Es lohnt sich, diese Hintergründe zu bedenken. Zum einen im Hinblick auf die Nachfolge der beiden scheidenden Regierungsrätinnen. Zum anderen, wenn man im Wahljahr das Augenmerk auf den Wandel der Parteienlandschaft richtet. Zur Nachfolge im Zürcher Regierungsrat: Es dürften wohl wieder zwei Frauen sein, darauf deutet das Feld der Kandidierenden klar hin: Die FDP schickt die Stadtzürcherin Carmen Walker Späh (Jahrgang 1958) ins Rennen, die SP Jacqueline Fehr (Jahrgang 1963) aus Winterthur. Die CVP greift mit der Stadtzürcherin Silvia Steiner (geboren 1958) nach dem Regierungsratssitz, den ihr Parteikollege Hans Holenstein 2011 an die Grünen verlor. Steiner attackiert in erster Linie Regierungsrat Martin Graf (Grüne). Ausser ihm sind die Bisherigen (zwei SVP-, ein SP-, ein FDP-Regierungsrat) weitgehend unangefochten.

Die Aussenseiter der kleinen Parteien

Die Kandidaten von BDP, EVP und AL – allesamt Männer – gehen als Aussenseiter in den Wahlkampf. Dies liegt in erster Linie daran, dass ihre Parteien eine relativ kleine Wählerbasis haben. Die Ausgangslage zeigt aber auch: Der Anspruch der Frauen auf politische Macht ist inzwischen selbstverständlich. Was zudem auffällt: Die Favoritinnen für die zwei sicher frei werdenden Regierungsratssitze sind Städterinnen. Man kann dies als Reflex auf die in den letzten Jahren zunehmende Verstädterung sehen.

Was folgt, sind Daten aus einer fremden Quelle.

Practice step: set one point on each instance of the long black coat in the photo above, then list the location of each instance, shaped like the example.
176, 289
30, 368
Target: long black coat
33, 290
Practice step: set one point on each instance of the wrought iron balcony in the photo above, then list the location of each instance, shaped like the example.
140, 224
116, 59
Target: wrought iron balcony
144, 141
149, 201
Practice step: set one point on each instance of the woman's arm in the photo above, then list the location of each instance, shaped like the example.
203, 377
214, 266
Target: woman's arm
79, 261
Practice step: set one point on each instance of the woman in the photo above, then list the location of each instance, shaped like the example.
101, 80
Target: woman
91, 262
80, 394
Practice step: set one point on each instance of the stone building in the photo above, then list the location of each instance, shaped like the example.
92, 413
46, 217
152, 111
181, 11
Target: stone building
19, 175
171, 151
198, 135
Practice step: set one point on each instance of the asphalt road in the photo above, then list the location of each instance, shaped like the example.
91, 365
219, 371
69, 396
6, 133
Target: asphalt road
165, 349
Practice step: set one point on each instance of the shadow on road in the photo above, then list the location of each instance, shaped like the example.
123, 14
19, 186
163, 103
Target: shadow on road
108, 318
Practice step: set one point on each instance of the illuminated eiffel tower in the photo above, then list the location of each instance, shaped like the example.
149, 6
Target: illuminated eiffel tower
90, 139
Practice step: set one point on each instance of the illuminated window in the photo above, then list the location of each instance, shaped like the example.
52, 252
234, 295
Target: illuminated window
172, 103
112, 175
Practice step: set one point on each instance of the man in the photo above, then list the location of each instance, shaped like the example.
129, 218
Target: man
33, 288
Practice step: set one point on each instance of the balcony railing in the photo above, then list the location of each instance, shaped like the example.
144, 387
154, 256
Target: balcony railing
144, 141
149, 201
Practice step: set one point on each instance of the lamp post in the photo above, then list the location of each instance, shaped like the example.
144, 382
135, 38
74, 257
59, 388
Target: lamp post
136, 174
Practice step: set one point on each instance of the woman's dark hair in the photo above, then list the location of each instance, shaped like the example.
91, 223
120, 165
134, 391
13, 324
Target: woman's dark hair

Das urbane Milieu gewinnt jedenfalls 2015 im Regierungsrat politisch an Gewicht.

Zu den Parteien: FDP und SP sind längst nicht mehr das, was sie waren, als Gut und Aeppli politisch gross wurden. Der Freisinn musste seine politische Vormachtstellung im bürgerlichen Lager an die SVP abgeben. Zudem machen ihm seit den Wahlen 2007 die Grünliberalen ernsthaft Konkurrenz. Zwar konnte die FDP ihren Niedergang zuletzt stoppen. Doch in der Parteienlandschaft befindet sie sich weiterhin in der ungemütlichen Sandwich-Position zwischen SVP und GLP: Der Zürcher Freisinn ist liberal, aber weder nationalkonservativ noch auffällig grün. Aus dieser Sandwich-Position herauszuwachsen, dürfte schwierig sein. Zumal mit Ständerat Felix Gutzwiller (Jahrgang 1948) im Wahljahr 2015 nebst Gut ein weiteres freisinniges Zugpferd abtritt.

Eine überzeugende Wachstumsstrategie ist auch bei der SP nicht auszumachen. Sie verhält sich primär als linksgrüner Kontrapunkt zur wackeligen bürgerlichen Mehrheit im Kanton Zürich. Die SP hat aber, ähnlich wie der Freisinn, ihre Verankerung in einem klar definierten gesellschaftlichen Milieu längst verloren. Zudem buhlen bei den Parlamentswahlen auch Grüne und AL um Stimmen im linken Lager, während rechts der Mitte die GLP lauert. Mehr als Besitzstandswahrung auf Regierungs- und Parlamentsebene liegt für die SP im Wahljahr 2015 wohl nicht drin. Das weiss auch die nach der SVP zweitstärkste Zürcher Partei. Auf eine dritte Regierungsratskandidatur neben Mario und Jacqueline Fehr verzichtete die SP daher.

Wachsen die kleinen Parteien weiter?

Zurück zum Generationenwechsel: Dazu gehört auch das Aufkommen der noch jungen Parteien GLP und BDP. Sie stehen für einen Generationenwechsel in der Parteienlandschaft: Die GLP kam nicht zuletzt deshalb auf, weil die FDP das Thema Ökologie verschlafen hatte. Die BDP, weil die SVP blocherscher Prägung vielen konservativen Wählern zu extrem war. Ob die neuen Parteien weiter wachsen, stagnieren oder schrumpfen, wird eine der spannendsten Fragen des Wahljahrs 2015. Schliesslich sind es zumeist sie, die im Kantonsrat entweder der rechten oder – seltener – der linken Ratsseite Mehrheiten beschaffen.

Das Thema Generationenwechsel beschäftigt auch die Zürcher SVP: Die Generation um Christoph Blocher, die den Aufstieg der SVP in den letzten Jahrzehnten begleitete, ist nahe am oder bereits im Rentenalter. Dies betrifft vor allem die Zürcher SVP-Delegation im Nationalrat. Deren alte Haudegen Toni Bortoluzzi, Max Binder, Hans Fehr (alle Jahrgang 1947) und Ernst Schibli (Jahrgang 1952) sind parteiintern unter Druck, Platz für Jüngere zu machen. Ob sich der eine oder andere von ihnen dem Druck beugt, bleibt abzuwarten. Sie könnten sich ein Beispiel an zwei Limmattaler SVP-Kantonsräten nehmen: Willi Haderer (Jahrgang 1944) und Hanspeter Haug (Jahrgang 1950) treten 2015 nicht mehr an.